Мама вежливо поклонилась ему в ответ. Вася вытащил и понёс шаманские сумки, а сам шаман – бубен, перья и расшитый халат на плечиках. Соседи выглядывали из окон, некоторые не постеснялись выйти на улицу, притормаживали машины. Цирк всё равно состоялся. Даже без терапевта. Шамана в Боровом от роду не видели. Да ещё с бубном.
Все уселись за стол, подняли первый тост за здоровье хозяйки, после чего уставшая от волнений хозяйка пошла прилечь, а мужчины остались обсуждать лечение. Начали они с замены шаманского имени – родное имя Дашидугар для русских партнёров оказалось непроизносимым. Шарапову понравилось отчество шамана – Доржоевич, и он выдвинул его в качестве имени. Ведь его самого звали Серёгыч. Карапуз в свою очередь предложил разложить многочлен бурятского имени на Дашу и Дугара, а так как первая часть получается бабьей, использовать Дугара. Но шаман сказал, что с именем и отчеством шамана шутить нельзя, и что он просто берёт на время русское имя, которое у него записано в паспорте – Геннадий. Выпили за русское имя бурятского шамана, за успех лечения, за наших предков, за армию, в которой все четверо мужчин служили, и отдельно за рода их войск: ракетные, десантные, пограничные и стройбат. Армейская тема вызвала к жизни новые тосты, воспоминания, анекдоты, и в итоге песню In the Army Now. Шарапов требовал подключить музыкальное сопровождение – бубен шамана, но Васина жена принялась унимать товарищей: «Дайте маме поспать, езжайте уже по домам». Серёгыч с Карапузом уехали. Шаман вышел покурить на крыльцо, где его облаяла собачонка Куська. Шаман безотлагательно нашёл к Куське подход на бурятском языке, и Таня, помывшая посуду, нашла шамана с Куськой уже готовыми друзьями.
– Я прибралась, – отчиталась Васина жена, – Анна Николаевна спит, продукты в холодильнике. Если что-то понадобится, звоните, Геннадий Доржоевич.
Хурхэнов молча кивнул. Джип уехал, снег пошёл, и шёл потом долго – неделю.
На следующий день шаман приступил к лечению Анны Николаевны.
– Николавна, – сказал он, – я буду тебя лечить, в тебя дух вошёл, дух болезни, я его должен прогнать. Ты, Николавна, сильно обидела духа воды, за это тебе получилась болезнь. Ты ложись, Николавна, на диван ложись. А я буду тебя лечить. Глаза тебе надо закрывать, руками-ногами только мало шевелить. Я дверь открою, чтобы дух выходил, дуть будет, укройся шалью.
Мама послушно легла, прикрылась, Геннадий Доржоевич надел шаманский халат, шапку в перьях и принялся бить в бубен, подвывая. Анна Николаевна от греха подальше закрыла глаза. А бубен стучал всё сильнее, сильнее, шаман приговаривал, уговаривал, ругался, просил, молил – всё на своём языке, но понятно. Потом он сильно застучал, и всё стихло. Анна Николаевна осторожно открыла глаза. Шаман Хурхэнов был мокрый от пота – из-под перьев шапки лил пот. «Простынет на сквозняке», – испугалась женщина. Шаман вышел во двор, постучал ещё там. «Соседи жаловаться будут», – подумала больная. Куська лаяла. Скоро шаман вернулся с охапкой дров, подложил их в печь. Поставил на газ чайник.
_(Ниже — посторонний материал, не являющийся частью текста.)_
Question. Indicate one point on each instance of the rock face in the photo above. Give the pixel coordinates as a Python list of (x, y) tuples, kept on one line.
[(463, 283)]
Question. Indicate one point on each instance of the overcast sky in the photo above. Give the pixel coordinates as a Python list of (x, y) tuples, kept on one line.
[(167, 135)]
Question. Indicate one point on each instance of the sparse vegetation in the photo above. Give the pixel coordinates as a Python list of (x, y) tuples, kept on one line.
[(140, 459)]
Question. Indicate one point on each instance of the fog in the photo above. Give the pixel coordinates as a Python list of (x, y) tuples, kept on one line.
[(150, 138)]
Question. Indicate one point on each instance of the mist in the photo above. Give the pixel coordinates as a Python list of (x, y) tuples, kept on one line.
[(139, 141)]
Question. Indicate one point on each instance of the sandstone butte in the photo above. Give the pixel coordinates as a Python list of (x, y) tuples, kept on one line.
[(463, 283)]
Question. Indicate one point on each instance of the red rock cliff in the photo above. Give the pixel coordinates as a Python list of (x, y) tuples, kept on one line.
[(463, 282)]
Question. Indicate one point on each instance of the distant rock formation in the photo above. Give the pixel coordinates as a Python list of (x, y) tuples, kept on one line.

– Траву заварю полезную, – пояснил Хурхэнов маме, – очень хорошая трава. Будет помогать выгонять духа. У духа когти длинные, острые, вцепился крепко в твою почку. Поцарапал меня!
Анна Николаевна ещё больше испугалась за шамана – сын столько денег платит, а дух царапаться. Испортит ещё лекаря.
Геннадий заварил травы, помог Николавне встать, усадил к столу, подал лечебный напиток, подсолив его.
– Хороший вы, Геннадий Доржоевич, человек, – сказала мама. – Внимательный. У меня сын такой. Чай был и горький, и солёный, но всё же лучше козьего молока. Мама выпила весь.
Тридцать первого декабря за шаманом прибыл джип из «Шарашки», Хурхэнова забирали на корпоратив, в крупные праздники Шараповский автосервис гулял в ресторане «Бомонд». Это было принципиально – лучший ресторан для лучшей фирмы. Новая Лиза готовилась к событию с октября, кочуя от косметологов к парикмахерам, от парикмахеров в примерочные. Но шаман ехать на корпоратив отказался. Анна Николаевна уговаривала его вместе с Васей, умоляла развеяться и отдохнуть от неё, скучной, больной бабки. Но Хурхэнов остался с Николавной. Достал железку и заиграл на ней дрыгающими звуками тревожную, долгую песню, от которой Николавне хотелось плакать, она и поплакала. В полночь над Боровым забабахали фейерверки. Николавна с Геной вышли смотреть, шаман взял на руки скулящую Куську. «Нет-нет, – качал головой шаман, – плохо это, духи не любят, зачем стрелять, зачем шуметь».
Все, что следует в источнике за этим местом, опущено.